FILL OUT TEST REQUEST FORM FULLY & LEGIBLY. NUMBER OF CHILDREN BEING ASSESSED MUST BE SPECIFIED. PRICE DEPENDS ON NUMBER OF CHILDREN WHOSE PARENTAGE IS BEING ASSESSED. OFFERED TO WALK-IN CLIENTS & FOR PERSONAL KNOWLEDGE (NON-LEGAL) ONLY.
Patient preparation
FULLY FILLED CONSENT FORM. PASSPORT PHOTOS OF ALL PARTIES INVOLVED. COPY OF NATIONAL ID/ PASSPORT OF ALL ADULTS, ORIGINAL & COPY OF BIRTH CERTIFICATE FOR EACH CHILD <18 YEARS.
Sample type
EDTA WHOLE BLOOD
Container/ preservative
EDTA (PURPLE TOP) VACUTAINER OR BLOOD SPOT ON A GUTHRIE CARD.

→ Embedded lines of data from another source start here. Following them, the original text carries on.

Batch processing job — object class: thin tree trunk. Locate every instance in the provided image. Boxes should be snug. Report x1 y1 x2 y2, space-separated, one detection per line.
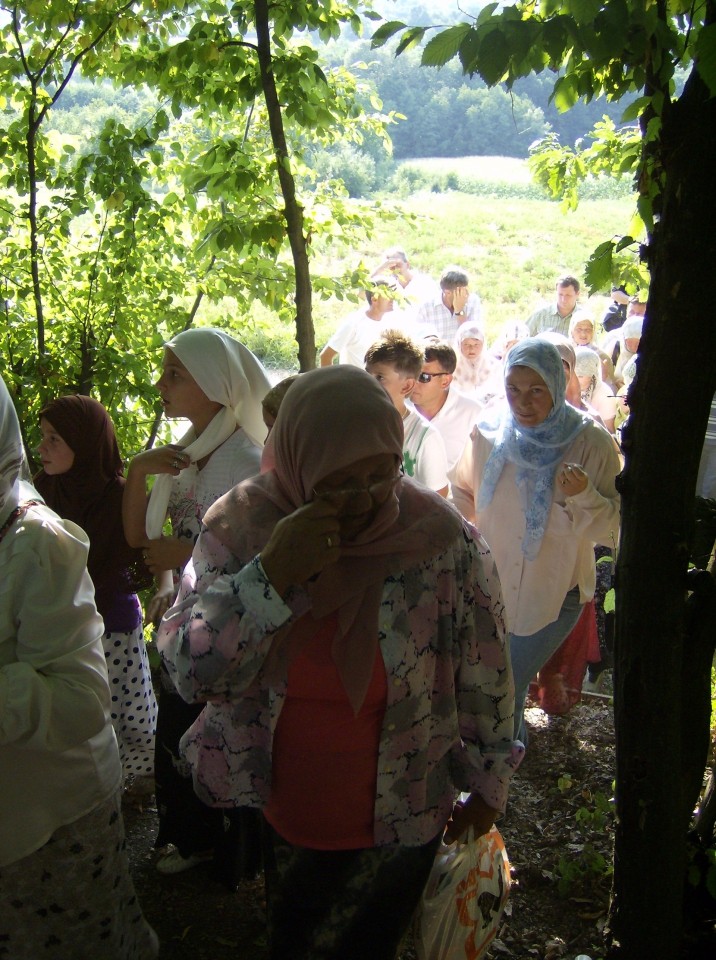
608 56 716 960
254 0 316 370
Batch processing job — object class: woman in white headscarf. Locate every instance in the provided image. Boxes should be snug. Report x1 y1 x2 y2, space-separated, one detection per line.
158 365 522 960
0 380 159 960
123 327 270 886
450 337 620 742
574 347 617 434
453 321 499 402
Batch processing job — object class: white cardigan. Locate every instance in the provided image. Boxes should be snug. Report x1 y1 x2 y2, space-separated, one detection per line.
0 505 121 867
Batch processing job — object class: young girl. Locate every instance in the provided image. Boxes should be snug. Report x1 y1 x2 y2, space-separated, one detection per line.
35 396 157 777
124 327 270 887
0 379 159 960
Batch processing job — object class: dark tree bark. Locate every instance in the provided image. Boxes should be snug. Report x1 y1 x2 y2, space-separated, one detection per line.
254 0 316 371
608 54 716 960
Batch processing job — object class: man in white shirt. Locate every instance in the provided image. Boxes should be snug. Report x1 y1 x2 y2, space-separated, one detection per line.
527 276 579 337
411 342 482 470
319 274 398 367
365 330 448 497
372 247 440 319
415 266 481 343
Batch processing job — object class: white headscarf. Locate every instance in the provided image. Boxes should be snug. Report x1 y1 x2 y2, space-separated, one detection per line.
146 327 271 540
0 377 24 525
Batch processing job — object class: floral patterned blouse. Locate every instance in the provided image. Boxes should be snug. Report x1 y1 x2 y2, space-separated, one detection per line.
158 525 524 846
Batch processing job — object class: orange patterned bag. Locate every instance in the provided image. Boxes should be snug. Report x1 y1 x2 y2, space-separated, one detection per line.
413 827 510 960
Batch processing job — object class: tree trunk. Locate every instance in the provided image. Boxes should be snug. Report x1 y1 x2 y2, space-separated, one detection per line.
608 63 716 960
254 0 316 371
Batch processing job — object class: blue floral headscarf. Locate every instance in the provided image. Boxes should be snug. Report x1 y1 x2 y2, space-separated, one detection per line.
477 337 591 560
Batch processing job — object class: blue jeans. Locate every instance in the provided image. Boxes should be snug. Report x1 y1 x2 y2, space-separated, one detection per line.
510 587 584 744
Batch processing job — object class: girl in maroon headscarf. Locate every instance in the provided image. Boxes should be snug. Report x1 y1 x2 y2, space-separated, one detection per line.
34 396 157 777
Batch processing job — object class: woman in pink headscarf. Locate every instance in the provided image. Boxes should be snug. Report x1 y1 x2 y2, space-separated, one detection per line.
159 367 522 960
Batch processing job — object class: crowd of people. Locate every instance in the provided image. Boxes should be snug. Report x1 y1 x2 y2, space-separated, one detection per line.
0 250 713 960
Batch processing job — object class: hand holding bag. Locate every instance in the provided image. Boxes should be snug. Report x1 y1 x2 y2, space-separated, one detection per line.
413 827 510 960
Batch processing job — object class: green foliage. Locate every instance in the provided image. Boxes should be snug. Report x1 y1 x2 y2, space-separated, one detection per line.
0 0 390 462
554 774 614 897
373 0 716 244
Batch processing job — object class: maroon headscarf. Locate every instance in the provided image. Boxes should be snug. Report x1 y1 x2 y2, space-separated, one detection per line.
33 395 152 613
204 364 462 712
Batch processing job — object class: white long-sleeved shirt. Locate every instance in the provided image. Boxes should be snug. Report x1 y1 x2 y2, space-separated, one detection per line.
449 423 621 636
0 505 121 867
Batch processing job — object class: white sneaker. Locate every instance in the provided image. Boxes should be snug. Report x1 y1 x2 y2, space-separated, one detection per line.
157 847 213 875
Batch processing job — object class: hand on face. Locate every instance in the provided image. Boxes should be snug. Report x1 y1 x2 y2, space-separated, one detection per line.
452 287 470 313
557 463 589 497
143 537 192 577
132 443 191 477
261 500 341 596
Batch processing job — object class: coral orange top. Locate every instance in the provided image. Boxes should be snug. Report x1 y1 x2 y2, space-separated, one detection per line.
264 615 387 850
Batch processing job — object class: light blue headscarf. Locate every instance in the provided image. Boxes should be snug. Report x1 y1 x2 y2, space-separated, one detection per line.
477 337 591 560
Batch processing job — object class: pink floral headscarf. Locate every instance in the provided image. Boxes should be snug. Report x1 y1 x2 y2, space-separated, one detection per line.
204 365 462 712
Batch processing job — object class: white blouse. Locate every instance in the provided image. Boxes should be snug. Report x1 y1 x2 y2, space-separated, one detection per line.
0 498 121 867
450 423 621 636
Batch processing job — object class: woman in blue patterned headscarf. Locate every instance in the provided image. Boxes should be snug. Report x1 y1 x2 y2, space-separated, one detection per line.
450 337 620 735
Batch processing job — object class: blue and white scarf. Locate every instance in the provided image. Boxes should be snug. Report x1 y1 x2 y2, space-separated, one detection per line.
477 337 591 560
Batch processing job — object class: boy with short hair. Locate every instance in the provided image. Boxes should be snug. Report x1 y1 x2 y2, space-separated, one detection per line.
365 330 448 497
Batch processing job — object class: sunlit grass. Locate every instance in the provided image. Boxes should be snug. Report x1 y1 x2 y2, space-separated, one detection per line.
203 157 634 368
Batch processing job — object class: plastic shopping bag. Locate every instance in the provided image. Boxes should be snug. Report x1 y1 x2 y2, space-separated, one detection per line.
413 827 510 960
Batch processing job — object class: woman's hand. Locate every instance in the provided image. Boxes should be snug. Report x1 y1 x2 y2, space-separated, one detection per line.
130 443 191 477
145 587 174 626
143 537 192 577
557 463 589 497
452 287 470 313
443 793 500 843
260 499 341 596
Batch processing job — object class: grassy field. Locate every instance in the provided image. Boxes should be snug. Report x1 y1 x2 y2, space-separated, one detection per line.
207 157 635 368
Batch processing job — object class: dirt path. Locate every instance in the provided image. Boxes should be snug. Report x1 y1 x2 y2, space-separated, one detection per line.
125 699 614 960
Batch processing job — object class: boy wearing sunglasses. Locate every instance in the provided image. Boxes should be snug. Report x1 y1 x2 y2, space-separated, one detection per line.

MOTHER'S CONSENT IS MANDATORY WHEN FATHER'S NAME IS NOT LISTED ON THE BIRTH CERTFICATE.
Reference intervals
PATERNITY NOT EXCLUDED (MEANS THAT RESULTS ARE CONSISTENT WITH THE BIOLOGICAL FATHER BEING THE ALLEGED BIOLOICAL PARENT). INTERPRETIVE DATA IS PROVIDED ON THE REPORT.
Clinical Utility
CONFIRM OR REFUTE PATERNITY OF AN ALLEGED FATHER.
Test Limitations/ Confounders
EQUIVOCAL RESULTS MAY SOMETIMES BE OBTAINED WHEN MOTHER'S SAMPLE IS NOT AVAILABLE (MOTHERLESS PATERNITY TESTING IS DISCOURAGED). CANNOT DISTINGUISH BETWEEN ALLEGED BIOLOGICAL FATHERS WHO ARE IDENTICAL TWINS.